Alexis de Tocqueville captured this brilliantly in Democracy in America, observing that the jury is fundamentally a political institution. It is a free school of civic virtue that forces citizens to take responsibility for justice.
It prevents the tyranny of the magistrate by ensuring the final word on the facts rests with the people.
When the judiciary strips the jury of its power in the name of "efficiency," they are not simply managing a docket; they are engaged in the wholesale theft of civic power.
The weapon of choice for this silent coup is the mutant, malignant growth of summary judgment.
Originally a narrow mechanism to dispose of cases truly devoid of factual dispute, Rule 56 has been weaponized into a scythe.
Today, judges routinely weigh complex evidence, assess human credibility from a cold paper record, and dismiss meritorious claims before a jury hears a single word of live testimony.
What is this, if not a judge declaring they can divine the truth better than twelve everyday citizens? It is pure interpretative jiggery-pokery. It is sheer applesauce—an anti-democratic power grab masquerading as docket management.
We see the bitter, contradictory fruit of this overreach right here in Wyoming. Consider the recent defamation case involving the Freedom Caucus.
While I favor much of the Caucus’s commitment to limited government, a judge’s role is not to protect a political movement from jury scrutiny.
District Judge Richard Lavery looked at the facts and correctly ruled that fabricated campaign mailers demanded a trial.
But when Lavery retired, District Judge James Kaste inherited the case, looked at the exact same facts, and granted summary judgment, tossing the case out entirely.
If two learned judges can examine identical facts and reach fundamentally opposing legal conclusions, that is the textbook definition of a genuine dispute of material fact!
The constitutional tiebreaker is the jury, not whichever judge has the faster pen.
Equally egregious is the federal court’s conduct under U.S. District Judge Scott Skavdahl, where a school district was effectively permitted to lie to parents about their own children.
To dismiss such a case on the pleadings or at summary judgment is a judicial travesty.
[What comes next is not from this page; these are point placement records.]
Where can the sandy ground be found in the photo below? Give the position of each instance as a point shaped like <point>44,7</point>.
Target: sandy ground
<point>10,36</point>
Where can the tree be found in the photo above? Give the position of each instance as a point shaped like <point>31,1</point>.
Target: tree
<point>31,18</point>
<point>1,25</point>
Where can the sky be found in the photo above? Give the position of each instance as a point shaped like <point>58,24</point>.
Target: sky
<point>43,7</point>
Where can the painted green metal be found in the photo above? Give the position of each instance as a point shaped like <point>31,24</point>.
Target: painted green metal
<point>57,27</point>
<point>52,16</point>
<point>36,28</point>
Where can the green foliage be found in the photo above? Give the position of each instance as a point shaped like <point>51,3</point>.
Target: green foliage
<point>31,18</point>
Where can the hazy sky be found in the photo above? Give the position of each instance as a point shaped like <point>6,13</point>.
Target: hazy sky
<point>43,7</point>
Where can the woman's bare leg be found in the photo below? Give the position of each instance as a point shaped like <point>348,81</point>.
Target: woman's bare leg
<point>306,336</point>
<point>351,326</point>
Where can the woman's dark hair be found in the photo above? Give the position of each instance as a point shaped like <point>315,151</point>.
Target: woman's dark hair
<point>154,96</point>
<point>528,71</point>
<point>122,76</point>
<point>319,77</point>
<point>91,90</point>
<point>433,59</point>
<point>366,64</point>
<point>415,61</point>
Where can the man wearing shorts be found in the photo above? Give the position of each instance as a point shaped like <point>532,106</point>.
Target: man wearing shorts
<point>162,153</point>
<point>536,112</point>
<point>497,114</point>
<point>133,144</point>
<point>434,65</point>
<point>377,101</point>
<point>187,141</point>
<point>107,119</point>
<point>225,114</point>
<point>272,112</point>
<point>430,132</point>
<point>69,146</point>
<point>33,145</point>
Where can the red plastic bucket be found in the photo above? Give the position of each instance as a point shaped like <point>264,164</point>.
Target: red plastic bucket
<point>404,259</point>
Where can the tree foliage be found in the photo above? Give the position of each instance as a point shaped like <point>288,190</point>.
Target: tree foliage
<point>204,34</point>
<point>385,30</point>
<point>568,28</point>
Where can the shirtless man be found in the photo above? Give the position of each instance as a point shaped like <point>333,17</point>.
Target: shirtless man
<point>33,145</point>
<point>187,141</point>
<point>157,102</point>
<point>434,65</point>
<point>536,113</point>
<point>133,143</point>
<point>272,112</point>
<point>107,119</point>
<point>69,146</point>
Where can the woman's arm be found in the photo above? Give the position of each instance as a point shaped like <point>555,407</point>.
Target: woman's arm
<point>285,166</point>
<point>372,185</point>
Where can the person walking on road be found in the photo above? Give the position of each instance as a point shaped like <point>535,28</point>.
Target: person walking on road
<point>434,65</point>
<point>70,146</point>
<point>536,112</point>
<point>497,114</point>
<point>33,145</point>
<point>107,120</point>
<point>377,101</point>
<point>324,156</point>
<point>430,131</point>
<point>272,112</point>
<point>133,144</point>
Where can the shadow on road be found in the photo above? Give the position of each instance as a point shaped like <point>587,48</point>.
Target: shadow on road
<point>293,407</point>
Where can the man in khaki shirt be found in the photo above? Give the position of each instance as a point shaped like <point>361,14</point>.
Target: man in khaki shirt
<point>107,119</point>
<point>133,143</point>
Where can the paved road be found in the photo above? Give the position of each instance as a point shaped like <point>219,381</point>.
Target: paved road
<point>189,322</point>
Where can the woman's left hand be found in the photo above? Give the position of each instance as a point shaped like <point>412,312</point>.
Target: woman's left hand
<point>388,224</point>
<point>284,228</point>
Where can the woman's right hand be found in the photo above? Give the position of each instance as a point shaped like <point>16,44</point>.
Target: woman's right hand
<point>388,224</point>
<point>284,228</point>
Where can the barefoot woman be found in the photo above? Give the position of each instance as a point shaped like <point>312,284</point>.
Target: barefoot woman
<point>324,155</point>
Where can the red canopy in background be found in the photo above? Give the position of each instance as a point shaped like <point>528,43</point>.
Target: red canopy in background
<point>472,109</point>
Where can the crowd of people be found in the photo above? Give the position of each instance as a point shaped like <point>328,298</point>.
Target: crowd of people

Declaring that a government entity's pattern of deception against parents fails to meet a judicial threshold of "harm" is a moral lobotomy on the Seventh Amendment.
These are cases that cry out for the conscience of the community.
To grasp the magnitude of this constitutional loss, one must look to Professor Robert P. Burns’s The Death of the American Trial.
Burns rightly identifies the trial as a profound democratic achievement—the crucible where the sterile dictates of law confront the messy reality of human life.
The trial requires the state and the powerful to justify themselves in the public square, subject to the unforgiving crucible of cross-examination before ordinary citizens.
By killing the trial through summary judgment, judges are replacing a vibrant democratic institution with elite bureaucratic administration, trading the majestic, public reckoning of the courtroom for the quiet, unaccountable disposition of a summary order.
The grand justification for this overreach is always the tired ghost story of a "litigation crisis."
But rigorous empirical scholarship has repeatedly proven this crisis is a phantom—a fabricated narrative engineered by corporate interests to delegitimize plaintiffs and padlock the courthouse doors.
We are not suffering from an overabundance of frivolous lawsuits; we are suffering from a devastating lack of accountability.
The engine of civil justice has always been the plaintiff’s attorney, the lawyer willing to risk their own livelihood—often via a standard contingency fee—to ensure the destitute citizen can stand toe-to-toe with a corporate leviathan.
But that equalizing mechanism is rendered hollow if the courtroom door is preemptively barred by a judge who finds the fierce independence of a jury inconvenient.
Having watched this system evolve over nearly half a century in the trenches of civil litigation, the conclusion is inescapable: the vanishing trial is not a natural evolution of the common law. It is a profound abdication of judicial duty and a blatant betrayal of the text.
It is time to discard the hubris of the Living Constitution and return to the text we inherited. The courtroom does not belong to the judge, the administrative state, or corporate interests terrified of public scrutiny.
As Tocqueville knew, it belongs to the citizens. The Seventh Amendment is not a suggestion; it is a promise of power. It is time we demand, unequivocally, that they get their day in court.